Pasal 521 UU tersebut mengatur tentang larangan menggunakan fasilitas pemerintah untuk kepentingan kampanye, dengan ancaman hukuman penjara maksimal dua tahun dan denda hingga Rp24 juta.
Sementara itu, Pasal 280 ayat 1 huruf h melarang penggunaan fasilitas pemerintah untuk kampanye.
Dalam putusannya, PN Ruteng menjatuhkan vonis satu bulan penjara dan denda sebesar Rp3 juta kepada Damu Damianus, dengan ancaman tambahan subsider dua bulan penjara.
Vonis tersebut lebih rendah dari tuntutan Jaksa Penuntut Umum (JPU) dari Kejaksaan Negeri Manggarai, Hero Ardi Saputro, yang menuntut penjara selama enam bulan dan denda Rp3 juta, subsider tiga bulan kurungan.

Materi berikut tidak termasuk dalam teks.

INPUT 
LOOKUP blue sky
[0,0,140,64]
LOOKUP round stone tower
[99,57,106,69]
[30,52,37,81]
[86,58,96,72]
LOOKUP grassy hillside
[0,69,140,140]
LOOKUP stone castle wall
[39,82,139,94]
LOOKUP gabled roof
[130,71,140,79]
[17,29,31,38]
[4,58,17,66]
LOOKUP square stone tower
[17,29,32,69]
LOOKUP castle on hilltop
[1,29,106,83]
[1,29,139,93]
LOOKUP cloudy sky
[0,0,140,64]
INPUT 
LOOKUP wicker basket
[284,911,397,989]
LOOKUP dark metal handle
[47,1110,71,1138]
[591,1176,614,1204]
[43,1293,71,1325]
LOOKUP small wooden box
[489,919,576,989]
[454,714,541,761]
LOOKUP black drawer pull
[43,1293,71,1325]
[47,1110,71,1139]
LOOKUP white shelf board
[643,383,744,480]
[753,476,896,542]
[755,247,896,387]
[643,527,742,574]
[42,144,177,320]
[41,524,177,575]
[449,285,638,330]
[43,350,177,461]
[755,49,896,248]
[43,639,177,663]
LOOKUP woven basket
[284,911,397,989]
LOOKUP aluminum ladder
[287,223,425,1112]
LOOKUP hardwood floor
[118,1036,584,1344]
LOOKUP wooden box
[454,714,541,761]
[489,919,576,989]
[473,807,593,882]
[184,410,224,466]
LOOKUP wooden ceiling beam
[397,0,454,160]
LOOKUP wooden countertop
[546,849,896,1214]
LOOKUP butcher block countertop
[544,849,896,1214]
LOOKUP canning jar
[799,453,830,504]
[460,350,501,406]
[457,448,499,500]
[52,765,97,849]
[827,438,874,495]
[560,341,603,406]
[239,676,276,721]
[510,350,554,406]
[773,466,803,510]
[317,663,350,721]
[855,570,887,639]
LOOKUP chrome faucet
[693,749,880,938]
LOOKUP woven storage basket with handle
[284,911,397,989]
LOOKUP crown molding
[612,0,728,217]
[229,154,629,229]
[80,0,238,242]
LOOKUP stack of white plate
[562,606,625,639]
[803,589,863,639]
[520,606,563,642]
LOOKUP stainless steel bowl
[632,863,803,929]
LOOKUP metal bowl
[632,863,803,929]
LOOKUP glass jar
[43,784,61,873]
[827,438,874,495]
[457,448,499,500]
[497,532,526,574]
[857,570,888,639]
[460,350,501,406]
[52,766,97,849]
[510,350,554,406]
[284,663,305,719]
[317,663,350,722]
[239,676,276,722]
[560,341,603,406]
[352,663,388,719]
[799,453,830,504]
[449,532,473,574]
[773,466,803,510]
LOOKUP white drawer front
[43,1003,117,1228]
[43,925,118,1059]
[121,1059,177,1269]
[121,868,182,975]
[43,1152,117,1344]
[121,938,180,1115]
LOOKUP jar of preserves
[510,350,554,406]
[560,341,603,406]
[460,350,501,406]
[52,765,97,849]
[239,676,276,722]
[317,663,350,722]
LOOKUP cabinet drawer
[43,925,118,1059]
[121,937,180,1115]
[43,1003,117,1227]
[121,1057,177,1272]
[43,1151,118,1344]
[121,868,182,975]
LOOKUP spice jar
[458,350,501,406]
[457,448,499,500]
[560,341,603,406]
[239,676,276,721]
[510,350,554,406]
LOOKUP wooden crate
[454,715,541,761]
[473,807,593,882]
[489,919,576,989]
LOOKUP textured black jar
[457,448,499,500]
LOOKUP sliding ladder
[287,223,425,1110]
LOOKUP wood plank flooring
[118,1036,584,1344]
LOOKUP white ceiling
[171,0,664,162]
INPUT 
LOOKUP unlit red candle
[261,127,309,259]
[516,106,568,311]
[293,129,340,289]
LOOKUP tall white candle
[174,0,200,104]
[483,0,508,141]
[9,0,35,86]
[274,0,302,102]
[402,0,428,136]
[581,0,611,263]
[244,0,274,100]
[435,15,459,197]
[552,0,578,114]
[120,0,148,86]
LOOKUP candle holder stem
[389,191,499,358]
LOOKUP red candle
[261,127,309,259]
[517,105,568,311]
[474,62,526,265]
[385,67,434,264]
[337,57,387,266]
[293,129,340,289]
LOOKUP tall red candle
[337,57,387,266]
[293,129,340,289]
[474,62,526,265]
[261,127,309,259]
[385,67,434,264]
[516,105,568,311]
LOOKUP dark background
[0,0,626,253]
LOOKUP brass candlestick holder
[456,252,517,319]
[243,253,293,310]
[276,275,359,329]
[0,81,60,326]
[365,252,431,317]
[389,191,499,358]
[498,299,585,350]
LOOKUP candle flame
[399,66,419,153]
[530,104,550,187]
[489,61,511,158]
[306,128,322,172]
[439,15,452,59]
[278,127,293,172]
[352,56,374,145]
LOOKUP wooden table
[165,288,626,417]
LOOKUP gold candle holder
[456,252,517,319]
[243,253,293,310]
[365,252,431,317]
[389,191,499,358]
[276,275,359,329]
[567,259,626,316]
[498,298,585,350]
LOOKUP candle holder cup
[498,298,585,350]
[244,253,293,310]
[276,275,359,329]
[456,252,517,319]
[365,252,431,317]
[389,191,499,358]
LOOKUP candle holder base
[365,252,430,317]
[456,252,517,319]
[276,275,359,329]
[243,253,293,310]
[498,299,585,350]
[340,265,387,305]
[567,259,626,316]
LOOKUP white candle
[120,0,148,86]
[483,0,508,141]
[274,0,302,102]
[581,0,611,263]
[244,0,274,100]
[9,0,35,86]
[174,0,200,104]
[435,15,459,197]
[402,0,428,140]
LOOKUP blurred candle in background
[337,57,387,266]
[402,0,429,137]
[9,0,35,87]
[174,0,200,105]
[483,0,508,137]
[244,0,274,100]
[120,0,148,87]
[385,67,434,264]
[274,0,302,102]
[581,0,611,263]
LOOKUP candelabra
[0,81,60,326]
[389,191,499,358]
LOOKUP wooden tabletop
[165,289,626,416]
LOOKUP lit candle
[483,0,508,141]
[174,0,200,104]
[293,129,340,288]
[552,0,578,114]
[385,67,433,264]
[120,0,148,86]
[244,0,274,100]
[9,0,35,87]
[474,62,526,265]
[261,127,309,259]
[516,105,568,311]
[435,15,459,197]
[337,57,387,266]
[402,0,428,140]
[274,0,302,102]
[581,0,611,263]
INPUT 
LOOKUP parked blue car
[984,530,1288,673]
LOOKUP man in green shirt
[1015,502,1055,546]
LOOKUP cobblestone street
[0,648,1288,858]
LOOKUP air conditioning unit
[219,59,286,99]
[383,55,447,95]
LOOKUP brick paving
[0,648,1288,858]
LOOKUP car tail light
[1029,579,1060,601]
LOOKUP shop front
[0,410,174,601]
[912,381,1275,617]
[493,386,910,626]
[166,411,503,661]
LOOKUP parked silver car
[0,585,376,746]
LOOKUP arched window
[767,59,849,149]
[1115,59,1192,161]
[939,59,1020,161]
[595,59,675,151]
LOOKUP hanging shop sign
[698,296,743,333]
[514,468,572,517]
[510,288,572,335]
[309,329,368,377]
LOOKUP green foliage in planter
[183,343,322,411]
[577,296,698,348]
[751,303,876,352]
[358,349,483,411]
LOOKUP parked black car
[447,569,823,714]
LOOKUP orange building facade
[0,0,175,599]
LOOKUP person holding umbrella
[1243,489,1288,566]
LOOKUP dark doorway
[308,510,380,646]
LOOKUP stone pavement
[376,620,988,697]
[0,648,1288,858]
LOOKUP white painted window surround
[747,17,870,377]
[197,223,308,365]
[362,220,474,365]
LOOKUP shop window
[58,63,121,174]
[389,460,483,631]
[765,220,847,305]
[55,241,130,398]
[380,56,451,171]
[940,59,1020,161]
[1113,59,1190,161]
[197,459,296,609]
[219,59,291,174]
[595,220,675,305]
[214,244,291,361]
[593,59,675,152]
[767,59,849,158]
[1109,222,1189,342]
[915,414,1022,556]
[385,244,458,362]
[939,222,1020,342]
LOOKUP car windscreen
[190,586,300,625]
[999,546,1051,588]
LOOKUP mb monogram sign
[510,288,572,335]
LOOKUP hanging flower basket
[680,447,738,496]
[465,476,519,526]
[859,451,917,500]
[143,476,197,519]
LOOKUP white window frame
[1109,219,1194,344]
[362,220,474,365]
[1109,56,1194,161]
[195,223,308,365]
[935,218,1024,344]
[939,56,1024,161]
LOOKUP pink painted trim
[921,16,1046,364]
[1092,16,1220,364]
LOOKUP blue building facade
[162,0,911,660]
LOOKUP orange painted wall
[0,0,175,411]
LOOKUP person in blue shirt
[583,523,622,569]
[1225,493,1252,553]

Hero Ardi Saputro, dalam tanggapannya terhadap vonis tersebut, menyatakan bahwa dia masih mempertimbangkan apakah akan mengajukan banding atau tidak. Hakim memberikan waktu tiga hari bagi jaksa untuk memutuskan langkah selanjutnya.
Sebagai informasi tambahan, Sentra Gakkumdu Manggarai dan Manggarai Timur diisi oleh satu lembaga yang sama, Kejaksaan Negeri Manggarai.